Abstract:As Large Language Models (LLMs) are progressively deployed across diverse fields and real-world applications, ensuring the security and robustness of LLMs has become ever more critical. Retrieval-Augmented Generation (RAG) is a cutting-edge approach designed to address the limitations of large language models (LLMs). By retrieving information from the relevant knowledge database, RAG enriches the input to LLMs, enabling them to produce responses that are more accurate and contextually appropriate. It is worth noting that the knowledge database, being sourced from publicly available channels such as Wikipedia, inevitably introduces a new attack surface. RAG poisoning involves injecting malicious texts into the knowledge database, ultimately leading to the generation of the attacker's target response (also called poisoned response). However, there are currently limited methods available for detecting such poisoning attacks. We aim to bridge the gap in this work. Particularly, we introduce RevPRAG, a flexible and automated detection pipeline that leverages the activations of LLMs for poisoned response detection. Our investigation uncovers distinct patterns in LLMs' activations when generating correct responses versus poisoned responses.
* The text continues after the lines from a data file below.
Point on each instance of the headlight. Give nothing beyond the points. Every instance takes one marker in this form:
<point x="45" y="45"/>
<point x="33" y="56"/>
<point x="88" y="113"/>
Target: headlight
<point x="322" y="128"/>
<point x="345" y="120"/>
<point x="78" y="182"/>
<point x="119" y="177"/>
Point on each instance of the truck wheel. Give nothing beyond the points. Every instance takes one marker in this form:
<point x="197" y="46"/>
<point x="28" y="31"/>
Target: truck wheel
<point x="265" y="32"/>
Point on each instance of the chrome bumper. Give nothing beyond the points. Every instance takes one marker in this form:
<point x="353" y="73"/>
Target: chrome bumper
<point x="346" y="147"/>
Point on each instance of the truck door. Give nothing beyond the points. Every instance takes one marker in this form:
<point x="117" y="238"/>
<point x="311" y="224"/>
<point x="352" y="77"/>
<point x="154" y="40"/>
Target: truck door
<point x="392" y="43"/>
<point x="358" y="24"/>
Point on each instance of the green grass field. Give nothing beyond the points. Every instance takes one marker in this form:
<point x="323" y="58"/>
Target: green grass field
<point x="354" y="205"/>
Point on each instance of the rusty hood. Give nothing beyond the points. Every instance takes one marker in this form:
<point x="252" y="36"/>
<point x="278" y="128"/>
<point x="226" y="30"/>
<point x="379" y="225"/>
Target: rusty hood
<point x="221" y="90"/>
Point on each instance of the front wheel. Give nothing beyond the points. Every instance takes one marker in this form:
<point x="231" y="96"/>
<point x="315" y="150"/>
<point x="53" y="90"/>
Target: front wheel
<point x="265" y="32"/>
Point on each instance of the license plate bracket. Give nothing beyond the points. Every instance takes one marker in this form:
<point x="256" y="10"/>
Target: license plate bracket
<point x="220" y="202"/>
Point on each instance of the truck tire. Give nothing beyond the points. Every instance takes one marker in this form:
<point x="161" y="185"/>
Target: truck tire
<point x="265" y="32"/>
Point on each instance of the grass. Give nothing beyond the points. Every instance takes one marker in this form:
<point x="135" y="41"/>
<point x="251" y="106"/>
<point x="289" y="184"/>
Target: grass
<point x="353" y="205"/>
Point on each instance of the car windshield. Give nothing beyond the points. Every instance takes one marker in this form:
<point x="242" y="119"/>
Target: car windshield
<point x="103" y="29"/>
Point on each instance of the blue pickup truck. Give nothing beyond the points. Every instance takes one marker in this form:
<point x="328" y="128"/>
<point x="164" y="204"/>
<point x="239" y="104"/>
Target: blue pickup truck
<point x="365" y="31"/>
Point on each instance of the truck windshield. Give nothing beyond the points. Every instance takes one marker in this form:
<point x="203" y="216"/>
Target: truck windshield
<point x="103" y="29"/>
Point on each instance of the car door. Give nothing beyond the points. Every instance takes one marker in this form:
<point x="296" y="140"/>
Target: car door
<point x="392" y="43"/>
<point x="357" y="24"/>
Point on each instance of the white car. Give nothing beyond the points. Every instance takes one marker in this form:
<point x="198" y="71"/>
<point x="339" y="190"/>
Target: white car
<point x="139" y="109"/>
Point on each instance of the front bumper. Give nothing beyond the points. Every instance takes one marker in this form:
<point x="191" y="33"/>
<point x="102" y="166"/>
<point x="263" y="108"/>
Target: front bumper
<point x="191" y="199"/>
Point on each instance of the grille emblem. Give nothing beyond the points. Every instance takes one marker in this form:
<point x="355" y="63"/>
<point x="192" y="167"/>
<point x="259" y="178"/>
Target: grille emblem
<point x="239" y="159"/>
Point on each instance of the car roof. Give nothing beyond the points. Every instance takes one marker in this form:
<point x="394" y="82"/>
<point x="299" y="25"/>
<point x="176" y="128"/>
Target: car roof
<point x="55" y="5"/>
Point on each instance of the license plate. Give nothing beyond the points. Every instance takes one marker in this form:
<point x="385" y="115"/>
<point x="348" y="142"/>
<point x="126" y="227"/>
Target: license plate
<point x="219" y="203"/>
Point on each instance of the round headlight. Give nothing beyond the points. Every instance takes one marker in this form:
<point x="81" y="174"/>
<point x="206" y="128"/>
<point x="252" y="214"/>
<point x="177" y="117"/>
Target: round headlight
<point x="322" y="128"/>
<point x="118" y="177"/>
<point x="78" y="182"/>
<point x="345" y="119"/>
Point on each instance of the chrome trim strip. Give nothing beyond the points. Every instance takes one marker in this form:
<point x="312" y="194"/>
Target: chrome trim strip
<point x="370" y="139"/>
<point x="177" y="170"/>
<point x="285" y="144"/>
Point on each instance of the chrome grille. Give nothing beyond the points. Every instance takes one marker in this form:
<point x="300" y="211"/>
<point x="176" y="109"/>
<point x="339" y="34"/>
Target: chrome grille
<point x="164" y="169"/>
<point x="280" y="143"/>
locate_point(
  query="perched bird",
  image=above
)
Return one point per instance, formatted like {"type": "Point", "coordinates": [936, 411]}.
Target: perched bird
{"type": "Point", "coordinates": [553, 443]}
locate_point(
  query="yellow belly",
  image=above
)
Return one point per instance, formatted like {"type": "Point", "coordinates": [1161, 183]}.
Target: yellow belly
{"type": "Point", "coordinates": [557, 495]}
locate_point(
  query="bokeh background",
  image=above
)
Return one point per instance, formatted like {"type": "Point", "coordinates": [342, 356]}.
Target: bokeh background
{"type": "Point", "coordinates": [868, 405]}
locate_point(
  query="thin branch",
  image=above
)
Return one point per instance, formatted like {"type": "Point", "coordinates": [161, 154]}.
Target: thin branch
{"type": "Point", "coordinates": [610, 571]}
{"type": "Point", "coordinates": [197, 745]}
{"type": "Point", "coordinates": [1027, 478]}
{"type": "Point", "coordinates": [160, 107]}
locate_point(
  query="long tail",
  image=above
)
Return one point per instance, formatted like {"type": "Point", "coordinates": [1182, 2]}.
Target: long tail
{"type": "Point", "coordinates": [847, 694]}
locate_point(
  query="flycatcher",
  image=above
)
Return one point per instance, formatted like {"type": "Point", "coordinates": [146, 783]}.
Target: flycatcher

Our results on multiple benchmark datasets and RAG architectures show our approach could achieve 98% true positive rate, while maintaining false positive rates close to 1%. We also evaluate recent backdoor detection methods specifically designed for LLMs and applicable for identifying poisoned responses in RAG. The results demonstrate that our approach significantly surpasses them.

What problem does this paper attempt to address?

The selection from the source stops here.